Note that these functions should raise Bij.Bijection if they fail when they parse the given string.

Then, the format of the entry can be described like:

let entry =
  let open Encore.Syntax in
  let permission = permission <$> while1 is_not_space in
  let hash = hash <$> fixed 20 in
  let name = while1 is_not_null in
  <$> (permission
      <* (Bij.char ' ' <$> any)
      <*> (name <* (Bij.char '\x00' <$> any))
      <*> hash
      <* commit)

And the tree Git object can be described like:

let tree = rep0 entry 

Finally, with tree and the design of encore, we can ensure:

let assert random_tree_value =
  let p = to_angstrom tree in
  let d = to_lavoisier tree in
  assert (Angstrom.parse_string ~consume:All p
            (Lavoisier.emit_string random_tree_value d) = random_tree_value)

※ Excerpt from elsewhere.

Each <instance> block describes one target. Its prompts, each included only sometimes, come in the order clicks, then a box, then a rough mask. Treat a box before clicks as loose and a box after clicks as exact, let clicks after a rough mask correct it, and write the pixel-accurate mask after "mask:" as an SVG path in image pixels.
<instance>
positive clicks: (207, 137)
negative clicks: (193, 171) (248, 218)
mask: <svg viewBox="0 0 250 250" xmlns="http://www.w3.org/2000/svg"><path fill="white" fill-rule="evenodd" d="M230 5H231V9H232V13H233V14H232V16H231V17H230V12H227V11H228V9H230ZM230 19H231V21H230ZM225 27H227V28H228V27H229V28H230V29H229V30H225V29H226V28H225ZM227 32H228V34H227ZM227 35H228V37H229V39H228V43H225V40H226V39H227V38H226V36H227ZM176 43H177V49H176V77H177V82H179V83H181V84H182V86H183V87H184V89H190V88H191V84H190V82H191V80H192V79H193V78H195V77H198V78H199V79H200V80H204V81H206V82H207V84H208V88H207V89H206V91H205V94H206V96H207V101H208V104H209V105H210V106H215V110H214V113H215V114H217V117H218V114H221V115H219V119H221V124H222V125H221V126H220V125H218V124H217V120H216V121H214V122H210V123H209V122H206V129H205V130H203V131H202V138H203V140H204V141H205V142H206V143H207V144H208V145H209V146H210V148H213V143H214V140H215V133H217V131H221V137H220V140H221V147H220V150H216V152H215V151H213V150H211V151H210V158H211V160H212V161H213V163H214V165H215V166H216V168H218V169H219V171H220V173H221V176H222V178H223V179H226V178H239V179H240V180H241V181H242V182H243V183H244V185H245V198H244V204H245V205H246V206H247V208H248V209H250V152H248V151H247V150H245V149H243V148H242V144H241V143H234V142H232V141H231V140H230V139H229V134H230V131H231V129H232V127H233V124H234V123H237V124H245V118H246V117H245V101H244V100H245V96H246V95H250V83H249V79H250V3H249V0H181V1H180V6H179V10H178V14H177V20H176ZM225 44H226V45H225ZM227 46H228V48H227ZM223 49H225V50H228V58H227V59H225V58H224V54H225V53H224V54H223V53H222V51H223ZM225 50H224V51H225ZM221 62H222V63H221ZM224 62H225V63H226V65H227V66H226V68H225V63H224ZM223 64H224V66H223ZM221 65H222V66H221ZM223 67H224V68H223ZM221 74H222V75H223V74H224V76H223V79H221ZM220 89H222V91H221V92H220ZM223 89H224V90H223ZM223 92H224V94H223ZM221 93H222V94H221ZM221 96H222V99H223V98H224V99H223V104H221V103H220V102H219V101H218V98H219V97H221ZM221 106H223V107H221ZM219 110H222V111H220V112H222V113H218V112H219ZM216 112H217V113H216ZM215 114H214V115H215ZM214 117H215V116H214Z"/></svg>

The goal of such design is to describe only one time a format such as our tree Git object and ensure no corruption when we serialize/deserialize values. For our Git purpose, we ensure to keep the same SHA1 (which depends on contents).

module Bij : sig ... end
module Lavoisier : sig ... end
module Either : sig ... end
type 'a t

A encore combinator for values of type 'a.

val to_angstrom : 'a t -> 'a Angstrom.t

to_angstrom t is the parser of t.

val to_lavoisier : 'a t -> 'a Lavoisier.t

to_lavoisier t is the encoder/serializer of t.